DW October 13, 2014
German news magazine Spiegel has reported that Chancellor Angela Merkel is considering extending the military training mission in Afghanistan. The publication quoted members of the Bundestag's foreign affairs committee.
An article on the news outlet's website, Spiegel Online, said Sunday that the German military mission in Afghanistan, which currently sees Bundeswehr soldiers training Afghan security and police forces until the end of 2015, could be extended.
Sources from Berlin's parliamentary committee on foreign affairs said during the last session that Merkel had expressed "concern" about the current state of the Afghan army and police - in particular, against the backdrop of what has happened in the wake of the US withdrawal from Iraq. "Security forces in Iraq have no chance against the militants fighting for the Islamic State," Merkel was quoted as saying in the closed doors meeting.
There are some 1599 Bundeswehr troops currently stationed in Afghanistan as part of NATO's ISAF mission. At the end of this year, the German contingent is to be halved, and the 800 soldiers taking part in NATO's "follow up" mission are to stay until the end of 2015.
"We will have to consult once more with the US," Spiegel quoted Merkel, with regard to whether Washington would also consider extending its training mission in Afghanistan past 2016. At present, NATO has assessed the operational readiness of the Afghan National Army as "moderate."
High expectations in Afghanistan a 'mistake'
That report came on the same day that an interview was published with Foreign Minister Frank-Walter Steinmeier, in which Germany's top diplomat took stock of Germany's Afghanistan mission in unpredictably candid form.

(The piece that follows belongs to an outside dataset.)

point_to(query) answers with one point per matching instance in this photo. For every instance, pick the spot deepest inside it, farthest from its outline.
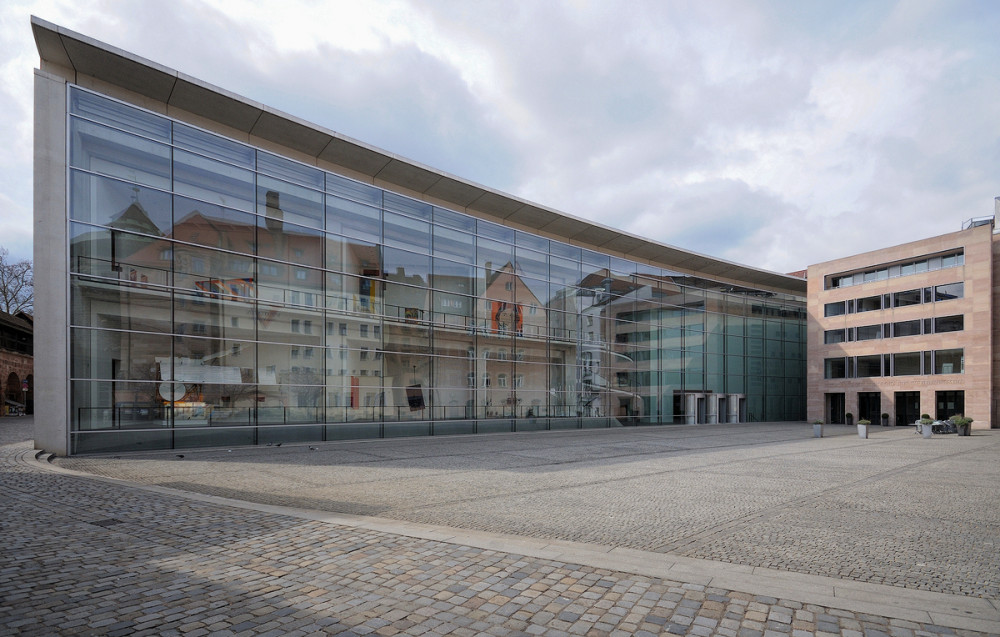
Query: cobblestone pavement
(91, 556)
(894, 509)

"Our biggest mistake was to awaken expectations that were too high for the effort put forth to fulfill them," Steinmeier said in an opinion editorial published in Sunday's Frankfurter Allgemeine Zeitung (FAZ), entitled "My lessons from Afghanistan."
Though Steinmeier claimed that the situation in Afghanistan is "better than it was 12 years ago," he was openly critical - and self-critical, seeing as though he was foreign policy chief for half of those years - of Germany's desire to "lead Afghanistan into a future according to our own vision." With that said, Steinmeier warned of any hasty withdrawal of international forces from Afghanistan, "like the Americans did in Vietnam in 1975."
Steinmeier didn't mention any concrete details with regard to how long German troops would remain in Afghanistan, however, remarking merely that Berlin, as "friends of the Afghan people," would continue to work with Kabul "on its peaceful future."